5th Annual BMRP Investigator Meeting - Abstract
Autologous Hematopoietic Stem Cell Transplantation (HSCT)for Severe Crohn’s Disease (CD), 4 Year Follow-up
Robert Craig1,2,a, Yu Oyama1 and Richard Burt1
1Division of Immunotherapy and 2Division of Gastroenterology, Department of Medicine, Northwestern University Medical School (Chicago, Illinois, U.S.A.)
Purpose: Autologous hematopoietic stem cell transplantation (HSCT) with lymphoablation is being studied in an effort to ascertain its value in inducing a clinical remission in refractory Crohn’s disease (CD).
Methods: Patients with severe CD who have failed standard therapy (5-ASA, antibiotics, corticosteroids, immunosuppression, and infliximab), whose CDAI was > 250, and/or CCSI was > 16 were accessed for therapy. Stem cells were mobilized from the peripheral blood using cyclophosphamide (2.0 g/m2) and G-CSF (10 ug/kg/day), enriched ex vivo by CD34+ selection, and reinfused after immune conditioning with cyclophosphamide (200 mg/kg) and anti-thymocyte globulin (90 mg/kg). Clinical variables, small bowel radiography, colonoscopy and T-cell subsets were followed annually following the HSCT. ASCA and genetic studies were also performed.
Results: 19 subjects have undergone the therapy successfully. HSCT had no in-patient mortality, and was complicated only by 24-48 hours of culture negative fever. Usually, diarrhea and abdominal pain resolved prior to hospital discharge. Perianal fistulae and perianal disease were slower to resolve, but gradually improved over months to years. Abdominal masses and colonic strictures have resolved. Two patients had progression of their small intestinal strictures following the transplantation and required surgical resection. One of these had a relapse associated with the second stricturing event, which required re-institution of prednisone and 6-MP therapy. Three patients have had major relapses, 2 at one year and 1 at 2 years, requiring re-institution of immunotherapy, one requiring Humira. Two of these required total proctocolectomy, but did well subsequently. A fifth patient had a minor relapse at 1 year requiring re-institution of infliximab, which induced remission (which was ineffective pre-transplant). A sixth patient had a minor relapse at 2 years with fistula formation and inflammation in her proximal jejunum, who required meselamine and budesonide.
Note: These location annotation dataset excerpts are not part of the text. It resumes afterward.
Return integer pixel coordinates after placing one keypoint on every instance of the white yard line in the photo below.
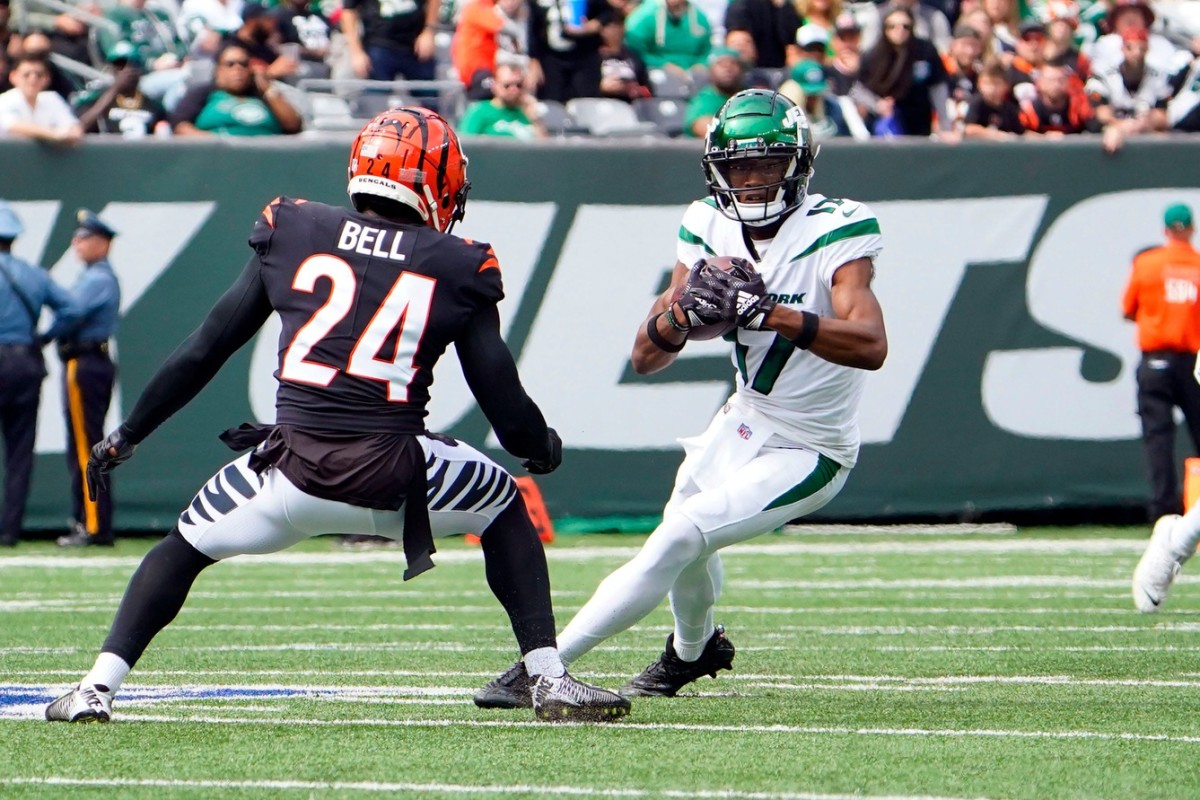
(455, 788)
(771, 546)
(691, 727)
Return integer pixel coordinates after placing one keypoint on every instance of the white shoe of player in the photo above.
(1157, 569)
(82, 704)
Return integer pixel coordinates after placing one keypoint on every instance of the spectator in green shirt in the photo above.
(670, 34)
(726, 76)
(513, 112)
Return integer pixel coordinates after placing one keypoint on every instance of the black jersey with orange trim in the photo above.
(367, 306)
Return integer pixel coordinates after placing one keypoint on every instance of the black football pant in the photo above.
(21, 385)
(87, 394)
(1165, 383)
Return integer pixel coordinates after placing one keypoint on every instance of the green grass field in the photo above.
(880, 665)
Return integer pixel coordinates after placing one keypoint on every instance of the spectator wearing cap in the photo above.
(1061, 18)
(844, 66)
(807, 86)
(1163, 300)
(1125, 16)
(991, 113)
(24, 289)
(259, 37)
(670, 35)
(489, 31)
(1027, 58)
(88, 376)
(121, 107)
(963, 62)
(906, 80)
(814, 42)
(237, 102)
(1129, 98)
(31, 110)
(726, 77)
(765, 30)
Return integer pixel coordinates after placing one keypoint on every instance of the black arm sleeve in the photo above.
(233, 320)
(493, 380)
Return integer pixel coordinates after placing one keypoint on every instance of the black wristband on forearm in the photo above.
(658, 340)
(808, 330)
(673, 323)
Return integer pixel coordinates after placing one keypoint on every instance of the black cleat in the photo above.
(670, 673)
(509, 691)
(565, 699)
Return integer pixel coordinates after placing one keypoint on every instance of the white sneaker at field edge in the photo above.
(82, 704)
(1157, 569)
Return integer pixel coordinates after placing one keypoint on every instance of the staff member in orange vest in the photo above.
(1163, 298)
(88, 377)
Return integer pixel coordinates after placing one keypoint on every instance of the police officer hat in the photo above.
(10, 223)
(91, 226)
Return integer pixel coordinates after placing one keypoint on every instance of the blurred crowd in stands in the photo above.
(534, 68)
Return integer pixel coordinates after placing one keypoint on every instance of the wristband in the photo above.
(808, 330)
(658, 340)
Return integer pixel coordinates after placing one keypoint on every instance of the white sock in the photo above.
(108, 671)
(1186, 534)
(693, 596)
(544, 661)
(635, 589)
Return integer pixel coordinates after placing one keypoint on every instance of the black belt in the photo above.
(69, 350)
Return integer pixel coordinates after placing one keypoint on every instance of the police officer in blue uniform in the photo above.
(24, 289)
(88, 377)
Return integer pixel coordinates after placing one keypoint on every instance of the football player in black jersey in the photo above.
(370, 299)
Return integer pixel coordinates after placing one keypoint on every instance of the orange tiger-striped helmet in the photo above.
(412, 156)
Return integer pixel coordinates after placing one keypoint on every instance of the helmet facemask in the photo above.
(762, 139)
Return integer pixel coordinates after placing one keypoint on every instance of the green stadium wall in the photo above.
(1009, 385)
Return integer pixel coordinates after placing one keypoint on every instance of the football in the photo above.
(741, 269)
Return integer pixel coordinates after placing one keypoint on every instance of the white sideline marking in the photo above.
(571, 554)
(949, 529)
(696, 727)
(457, 788)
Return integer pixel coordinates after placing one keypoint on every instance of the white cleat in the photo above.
(82, 704)
(1157, 569)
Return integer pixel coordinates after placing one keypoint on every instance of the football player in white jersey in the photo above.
(808, 326)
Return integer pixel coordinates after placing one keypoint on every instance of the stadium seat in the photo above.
(558, 120)
(666, 83)
(609, 116)
(665, 113)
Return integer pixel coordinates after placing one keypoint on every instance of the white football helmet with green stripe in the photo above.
(761, 125)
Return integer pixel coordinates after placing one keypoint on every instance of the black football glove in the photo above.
(701, 301)
(748, 302)
(107, 456)
(535, 467)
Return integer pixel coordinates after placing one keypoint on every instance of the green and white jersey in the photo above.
(810, 401)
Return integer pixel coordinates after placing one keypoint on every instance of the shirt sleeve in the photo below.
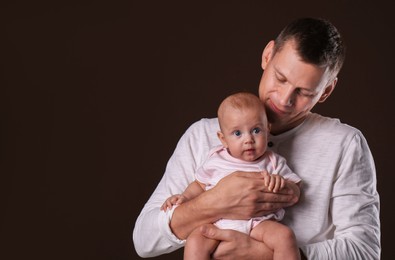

A seventh patient had a minor relapse at 3 1/2 years requiring prednisone therapy. Following HSCT, a robust rise in CD4+CD25+(bright) T-cells was observed. There was a smaller rise in these T-cells in those who eventually relapsed.
Genetic studies: ASCA was found in most but the titers did not correlate with disease activity or severity, and the levels remained elevated when the subjects entered clinical remission. In most subjects, serum albumins, hemoglobins, weights, sedimentation rates, and CRPs have improved or normalized. Defining clinical remission as absence of CD symptoms off systemic corticosteroid therapy, 13 subjects are in clinical remission at various times post HSCT. The patient with the longest follow up, at 5 years post HSCT, remains in clinical remission off all CD medication.
Conclusion: The experience in the first 19 patients who have received this radical therapy continues to be encouraging, although it is far from perfect therapy, and 7 have had major recurrences of the disease and/or have required surgery. A randomized study is in progress.